Improved package had been rejected by 95% of workers last month

Aerial view of aggregate store and concrete batching plant

Potential strike action by construction workers on the £20bn Hinkley Point power station has been averted after workers voted for an improved pay deal.

Last month, trade unions Unite and GMB announced a ballot for strike action over pay after an improved package was turned down by 95% of workers.

Unite had said one of the principal issues was that pay rates for workers on civil engineering contracts were significantly below the rates of workers covered by the mechanical and engineering contracts.

Client EDF and main contractor BYLOR (the principal contractor Laing O’Rourke and Bouygues) have since proposed a revised offer.

Under the revised offer, workers will be receiving pay levels that are up to 36% above the minimum pay rates agreed by the Construction Industry Joint Council (the principal national agreement for the civil engineering sector).

Unite said that by incorporating a large amount of the previous bonus payments into the basic rate, workers will see holiday pay, overtime rates and pension contributions increase.

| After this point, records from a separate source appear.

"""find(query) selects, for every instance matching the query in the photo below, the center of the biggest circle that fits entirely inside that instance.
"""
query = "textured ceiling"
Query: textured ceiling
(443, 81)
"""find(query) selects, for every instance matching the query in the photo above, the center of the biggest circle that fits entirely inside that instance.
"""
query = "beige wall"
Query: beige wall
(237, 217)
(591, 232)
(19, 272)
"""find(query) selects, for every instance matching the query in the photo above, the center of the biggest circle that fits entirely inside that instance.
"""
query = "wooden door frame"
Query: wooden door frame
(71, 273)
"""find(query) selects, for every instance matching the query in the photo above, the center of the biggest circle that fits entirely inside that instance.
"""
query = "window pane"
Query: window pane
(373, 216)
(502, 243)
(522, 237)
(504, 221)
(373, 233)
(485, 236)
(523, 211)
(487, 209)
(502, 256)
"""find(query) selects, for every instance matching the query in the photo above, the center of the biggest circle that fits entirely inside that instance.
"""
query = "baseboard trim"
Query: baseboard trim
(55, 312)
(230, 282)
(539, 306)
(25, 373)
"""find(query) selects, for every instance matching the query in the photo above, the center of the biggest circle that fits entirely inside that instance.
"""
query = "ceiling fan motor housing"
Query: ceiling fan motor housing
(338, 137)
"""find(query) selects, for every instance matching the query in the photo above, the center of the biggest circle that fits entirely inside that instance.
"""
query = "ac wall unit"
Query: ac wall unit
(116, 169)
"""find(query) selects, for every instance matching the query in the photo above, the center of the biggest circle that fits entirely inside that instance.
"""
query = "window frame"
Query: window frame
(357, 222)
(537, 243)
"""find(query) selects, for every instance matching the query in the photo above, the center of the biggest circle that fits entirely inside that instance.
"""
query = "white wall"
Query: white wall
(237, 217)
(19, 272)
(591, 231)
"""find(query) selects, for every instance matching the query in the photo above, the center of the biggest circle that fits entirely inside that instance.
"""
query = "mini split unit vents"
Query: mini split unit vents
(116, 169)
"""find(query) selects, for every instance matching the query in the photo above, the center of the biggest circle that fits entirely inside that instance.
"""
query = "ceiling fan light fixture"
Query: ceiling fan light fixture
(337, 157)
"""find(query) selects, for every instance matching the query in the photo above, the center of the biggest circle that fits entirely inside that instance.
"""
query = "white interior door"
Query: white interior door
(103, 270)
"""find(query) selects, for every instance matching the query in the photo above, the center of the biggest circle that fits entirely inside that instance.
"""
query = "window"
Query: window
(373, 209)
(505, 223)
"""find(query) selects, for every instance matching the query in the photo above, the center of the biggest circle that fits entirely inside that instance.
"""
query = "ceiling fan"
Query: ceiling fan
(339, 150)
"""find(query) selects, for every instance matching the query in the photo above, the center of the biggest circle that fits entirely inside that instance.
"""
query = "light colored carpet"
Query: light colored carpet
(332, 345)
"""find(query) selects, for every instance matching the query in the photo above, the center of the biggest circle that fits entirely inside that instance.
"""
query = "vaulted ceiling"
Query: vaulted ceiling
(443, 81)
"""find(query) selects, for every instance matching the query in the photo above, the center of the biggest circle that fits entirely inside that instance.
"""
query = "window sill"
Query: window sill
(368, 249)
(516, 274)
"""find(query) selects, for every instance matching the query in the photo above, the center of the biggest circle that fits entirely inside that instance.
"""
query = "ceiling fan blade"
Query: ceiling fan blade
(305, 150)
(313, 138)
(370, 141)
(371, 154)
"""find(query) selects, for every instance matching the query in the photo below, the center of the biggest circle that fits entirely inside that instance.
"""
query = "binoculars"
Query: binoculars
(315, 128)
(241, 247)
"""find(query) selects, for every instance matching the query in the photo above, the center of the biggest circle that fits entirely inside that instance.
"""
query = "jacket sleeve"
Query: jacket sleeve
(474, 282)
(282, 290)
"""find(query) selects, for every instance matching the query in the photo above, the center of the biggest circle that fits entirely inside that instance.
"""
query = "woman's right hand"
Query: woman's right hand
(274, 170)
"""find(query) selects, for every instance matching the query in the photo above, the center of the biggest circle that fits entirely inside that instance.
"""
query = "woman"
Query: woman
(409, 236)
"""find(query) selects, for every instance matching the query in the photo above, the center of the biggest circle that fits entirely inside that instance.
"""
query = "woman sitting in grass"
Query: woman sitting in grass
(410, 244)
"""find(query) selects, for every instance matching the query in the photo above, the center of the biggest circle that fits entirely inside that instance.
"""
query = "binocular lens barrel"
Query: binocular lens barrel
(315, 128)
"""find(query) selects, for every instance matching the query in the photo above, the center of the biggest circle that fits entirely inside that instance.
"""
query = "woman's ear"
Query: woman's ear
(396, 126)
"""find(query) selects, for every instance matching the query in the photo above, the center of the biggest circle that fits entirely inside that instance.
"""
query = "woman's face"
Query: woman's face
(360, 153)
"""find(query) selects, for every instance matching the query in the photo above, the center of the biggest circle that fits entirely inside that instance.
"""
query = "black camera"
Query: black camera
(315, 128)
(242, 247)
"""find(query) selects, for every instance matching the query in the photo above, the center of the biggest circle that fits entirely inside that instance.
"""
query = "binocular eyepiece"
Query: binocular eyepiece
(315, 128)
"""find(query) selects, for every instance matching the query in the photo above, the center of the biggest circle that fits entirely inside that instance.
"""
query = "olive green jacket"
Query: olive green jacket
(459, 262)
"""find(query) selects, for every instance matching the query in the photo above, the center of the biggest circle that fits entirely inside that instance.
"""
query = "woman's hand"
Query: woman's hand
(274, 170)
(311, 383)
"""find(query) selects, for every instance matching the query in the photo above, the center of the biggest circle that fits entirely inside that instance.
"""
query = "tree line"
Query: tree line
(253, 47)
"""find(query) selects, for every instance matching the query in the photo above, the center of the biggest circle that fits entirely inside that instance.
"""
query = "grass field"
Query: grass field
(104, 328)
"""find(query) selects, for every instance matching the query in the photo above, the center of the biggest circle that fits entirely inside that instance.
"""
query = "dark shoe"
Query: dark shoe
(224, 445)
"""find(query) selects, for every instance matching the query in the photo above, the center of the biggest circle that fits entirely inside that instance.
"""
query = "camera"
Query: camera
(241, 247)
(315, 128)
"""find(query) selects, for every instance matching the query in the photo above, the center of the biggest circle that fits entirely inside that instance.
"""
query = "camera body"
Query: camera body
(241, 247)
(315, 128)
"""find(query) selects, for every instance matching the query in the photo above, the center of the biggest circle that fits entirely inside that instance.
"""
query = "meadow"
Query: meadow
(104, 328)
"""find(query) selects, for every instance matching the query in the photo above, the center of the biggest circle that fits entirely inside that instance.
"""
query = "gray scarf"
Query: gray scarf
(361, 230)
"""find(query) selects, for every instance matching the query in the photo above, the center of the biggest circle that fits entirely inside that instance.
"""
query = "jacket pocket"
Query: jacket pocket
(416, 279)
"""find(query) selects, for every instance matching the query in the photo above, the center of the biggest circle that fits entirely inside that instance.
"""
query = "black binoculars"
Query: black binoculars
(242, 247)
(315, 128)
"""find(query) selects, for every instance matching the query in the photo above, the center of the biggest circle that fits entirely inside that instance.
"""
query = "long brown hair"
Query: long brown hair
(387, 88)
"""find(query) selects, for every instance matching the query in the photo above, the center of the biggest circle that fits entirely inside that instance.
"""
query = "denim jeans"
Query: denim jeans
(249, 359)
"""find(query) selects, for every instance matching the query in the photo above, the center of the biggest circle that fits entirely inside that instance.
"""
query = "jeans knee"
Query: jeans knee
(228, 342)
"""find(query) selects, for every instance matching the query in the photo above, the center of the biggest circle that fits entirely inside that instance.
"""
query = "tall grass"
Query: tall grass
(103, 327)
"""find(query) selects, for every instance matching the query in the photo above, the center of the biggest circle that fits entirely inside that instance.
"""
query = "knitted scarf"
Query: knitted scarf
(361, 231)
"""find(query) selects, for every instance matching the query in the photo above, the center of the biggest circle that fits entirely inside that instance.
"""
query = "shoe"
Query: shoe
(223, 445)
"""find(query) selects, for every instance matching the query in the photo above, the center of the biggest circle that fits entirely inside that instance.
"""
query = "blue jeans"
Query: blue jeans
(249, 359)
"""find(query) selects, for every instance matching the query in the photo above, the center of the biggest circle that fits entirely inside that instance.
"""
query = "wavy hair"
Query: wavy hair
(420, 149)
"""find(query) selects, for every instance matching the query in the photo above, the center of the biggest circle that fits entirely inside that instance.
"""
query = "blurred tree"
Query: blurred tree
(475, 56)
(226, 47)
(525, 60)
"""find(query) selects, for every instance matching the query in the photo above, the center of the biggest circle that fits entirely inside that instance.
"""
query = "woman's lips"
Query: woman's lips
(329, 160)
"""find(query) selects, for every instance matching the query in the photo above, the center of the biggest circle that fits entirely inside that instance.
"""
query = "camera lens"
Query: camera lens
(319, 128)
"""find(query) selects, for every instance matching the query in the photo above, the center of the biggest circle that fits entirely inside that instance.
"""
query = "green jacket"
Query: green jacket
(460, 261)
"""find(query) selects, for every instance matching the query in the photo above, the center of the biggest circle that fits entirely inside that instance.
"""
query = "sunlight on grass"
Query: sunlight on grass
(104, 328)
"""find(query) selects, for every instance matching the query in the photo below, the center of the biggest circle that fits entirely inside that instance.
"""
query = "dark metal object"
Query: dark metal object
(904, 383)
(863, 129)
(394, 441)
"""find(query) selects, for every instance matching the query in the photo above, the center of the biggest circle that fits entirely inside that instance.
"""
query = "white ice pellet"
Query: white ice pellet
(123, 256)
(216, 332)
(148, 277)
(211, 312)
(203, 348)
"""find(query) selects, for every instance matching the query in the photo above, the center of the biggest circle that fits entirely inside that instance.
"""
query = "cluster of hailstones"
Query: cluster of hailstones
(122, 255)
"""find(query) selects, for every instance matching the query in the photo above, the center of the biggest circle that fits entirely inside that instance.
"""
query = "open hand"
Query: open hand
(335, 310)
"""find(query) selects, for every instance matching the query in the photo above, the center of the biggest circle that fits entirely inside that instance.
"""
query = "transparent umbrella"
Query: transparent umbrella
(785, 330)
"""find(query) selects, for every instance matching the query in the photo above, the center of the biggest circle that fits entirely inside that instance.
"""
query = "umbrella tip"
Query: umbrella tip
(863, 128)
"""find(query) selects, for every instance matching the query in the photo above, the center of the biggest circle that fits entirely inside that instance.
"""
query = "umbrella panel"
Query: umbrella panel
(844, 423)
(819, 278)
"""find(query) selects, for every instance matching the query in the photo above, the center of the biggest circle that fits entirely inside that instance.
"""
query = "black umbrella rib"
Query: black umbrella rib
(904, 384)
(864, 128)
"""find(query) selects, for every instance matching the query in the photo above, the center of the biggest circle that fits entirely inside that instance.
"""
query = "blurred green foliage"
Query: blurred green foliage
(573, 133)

They will also receive back pay from the period between 1 January 2017 and 31 May 2017, when the interim bonus scheme was introduced. The dispute concerns the pay of 1,000 workers engaged on civil engineering contracts at Hinkley Point. 

Peter Hughes, regional secretary at Unite, said: “The negotiations have been protracted but the unity of the workers on the project has ensured that we have finally arrived at a pay deal which properly financially rewards the workforce.

 “Unite will continue to ensure that workers at Hinkley are treated fairly and decently and hopefully we are now entering a period of industrial harmony.”

A previous ballot for strike action was called off in June after an interim agreement on bonus payments was agreed. The three-month agreement was extended into September in the hope that a permanent deal could be agreed.